Noel Clarke (The Christie NHS Foundation Trust, Manchester, UK) and co-investigators say that “[p]rostate RT was associated with greater overall and failure-free survival [FFS] in patients with only nonregional lymph node [NRLN] metastasis (M1a) or 3 or fewer bone metastases without visceral metastasis.”
The exploratory analysis included data for 1939 individuals (median age 68 years) randomly assigned to receive standard of care (androgen deprivation therapy with or without docetaxel) or standard of care plus prostate RT (55 Gy in 20 daily fractions over 4 weeks or 36 Gy in 6 weekly fractions over 6 weeks) within the STAMPEDE trial’s metastasis M1 RT comparison.
Of these, 82% had bone metastases with or without additional NRLN metastasis, 9% had NRLN metastases only, and 9% had visceral or other metastases.
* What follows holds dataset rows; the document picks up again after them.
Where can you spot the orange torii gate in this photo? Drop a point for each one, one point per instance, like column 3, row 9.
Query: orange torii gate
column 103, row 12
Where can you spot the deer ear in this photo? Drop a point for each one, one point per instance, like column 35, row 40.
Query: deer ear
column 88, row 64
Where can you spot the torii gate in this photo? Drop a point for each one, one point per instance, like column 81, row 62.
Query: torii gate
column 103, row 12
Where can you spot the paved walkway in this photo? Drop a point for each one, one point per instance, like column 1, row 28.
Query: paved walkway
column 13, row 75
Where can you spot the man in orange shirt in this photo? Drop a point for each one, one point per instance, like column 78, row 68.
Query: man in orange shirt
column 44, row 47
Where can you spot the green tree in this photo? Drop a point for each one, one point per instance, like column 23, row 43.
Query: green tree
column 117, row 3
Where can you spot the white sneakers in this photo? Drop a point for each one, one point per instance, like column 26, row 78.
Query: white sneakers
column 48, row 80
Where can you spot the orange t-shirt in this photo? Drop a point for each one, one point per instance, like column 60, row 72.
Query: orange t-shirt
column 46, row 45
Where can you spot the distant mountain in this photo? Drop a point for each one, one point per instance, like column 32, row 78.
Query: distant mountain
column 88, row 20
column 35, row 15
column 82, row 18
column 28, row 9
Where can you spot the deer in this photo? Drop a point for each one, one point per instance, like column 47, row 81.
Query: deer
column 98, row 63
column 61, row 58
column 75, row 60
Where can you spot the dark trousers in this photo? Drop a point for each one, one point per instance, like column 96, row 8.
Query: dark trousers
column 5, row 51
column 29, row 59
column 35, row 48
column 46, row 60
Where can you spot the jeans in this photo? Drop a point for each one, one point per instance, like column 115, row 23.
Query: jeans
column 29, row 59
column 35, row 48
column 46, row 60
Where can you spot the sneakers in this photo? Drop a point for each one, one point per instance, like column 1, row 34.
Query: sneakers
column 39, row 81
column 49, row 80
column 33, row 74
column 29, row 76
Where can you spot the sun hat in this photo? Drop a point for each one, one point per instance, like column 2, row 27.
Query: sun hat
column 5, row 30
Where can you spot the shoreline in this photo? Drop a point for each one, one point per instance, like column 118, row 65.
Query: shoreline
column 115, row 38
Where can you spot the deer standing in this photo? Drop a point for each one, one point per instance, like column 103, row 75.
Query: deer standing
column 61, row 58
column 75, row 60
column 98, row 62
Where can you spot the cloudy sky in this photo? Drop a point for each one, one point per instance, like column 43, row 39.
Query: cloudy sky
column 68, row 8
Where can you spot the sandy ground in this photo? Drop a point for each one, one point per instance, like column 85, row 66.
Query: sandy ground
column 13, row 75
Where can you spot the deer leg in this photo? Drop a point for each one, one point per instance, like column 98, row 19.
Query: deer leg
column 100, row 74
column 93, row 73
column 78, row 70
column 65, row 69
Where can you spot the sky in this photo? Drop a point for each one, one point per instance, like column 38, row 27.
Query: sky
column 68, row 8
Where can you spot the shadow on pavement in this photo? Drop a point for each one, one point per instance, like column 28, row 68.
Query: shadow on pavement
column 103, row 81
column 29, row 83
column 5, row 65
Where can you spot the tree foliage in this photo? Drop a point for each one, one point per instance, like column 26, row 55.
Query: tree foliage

Clarke and co-authors report in JAMA Oncology that the overall survival (OS) benefit from RT decreased significantly with increasing numbers of bone metastases, with no significant benefit beyond three metastases.
For people with one, two, or three metastases, however, prostate RT was associated with absolute improvements in 3-year estimated OS of 8.5%, 6.2%, and 5.8%, respectively, when compared with no RT.
FFS, defined as the time to biochemical failure, local progression, or prostate cancer death, also decreased significantly with increasing metastases number, with absolute improvements in estimated 3-year FFS rates of 21.5%, 10.1%, 14.2%, and 8.8% in patients with one, two, three, and four bone metastases, respectively.
The researchers also note that there was “a strong indication” of OS benefit from prostate RT among individuals with M1a disease. These individuals had a 7.0% absolute improvement in 3-year OS and a 22.0% improvement in FFS with versus without prostate RT.
By contrast, the addition of prostate RT to standard of care showed no significant OS or FFS benefit among patients with any visceral or other metastasis.
Using this information, Clarke and team created a classification for metastatic burden, with low burden defined as patients with M1a disease or with three or fewer bone metastases without visceral metastasis and high burden defined as all other patients.
They found that individuals with low metastatic burden had a significant 38% lower risk for death and a significant 43% lower risk for a failure event than those with high burden.
The investigators conclude: “Taken together, our study reinforces the predictive role of nonosseous metastatic sites within the metastatic burden criteria.”
They add: “The criteria for low metastatic burden based on conventional imaging, predictive of survival benefit from prostate RT in men with newly diagnosed [metastatic prostate cancer], should now also include men with M1a disease.”
In an accompanying comment, Bridget Koontz (Duke University School of Medicine, Durham, North Carolina, USA) and Thomas Hope (University of California, San Francisco, USA) say the “new analysis of STAMPEDE M1 RT data is important because it provides additional information about who should be offered prostate RT.”
They believe the study “provides confirmation that focusing more aggressive therapies targeting the bulkier sites of disease can improve survival when the systemic burden of disease is low.”
However, the commentators continue: “More work is yet to be done to understand the role of metastasis-directed therapy and the influence of better imaging on quantifying the burden of disease and predicting benefit of RT for metastatic prostate cancer.”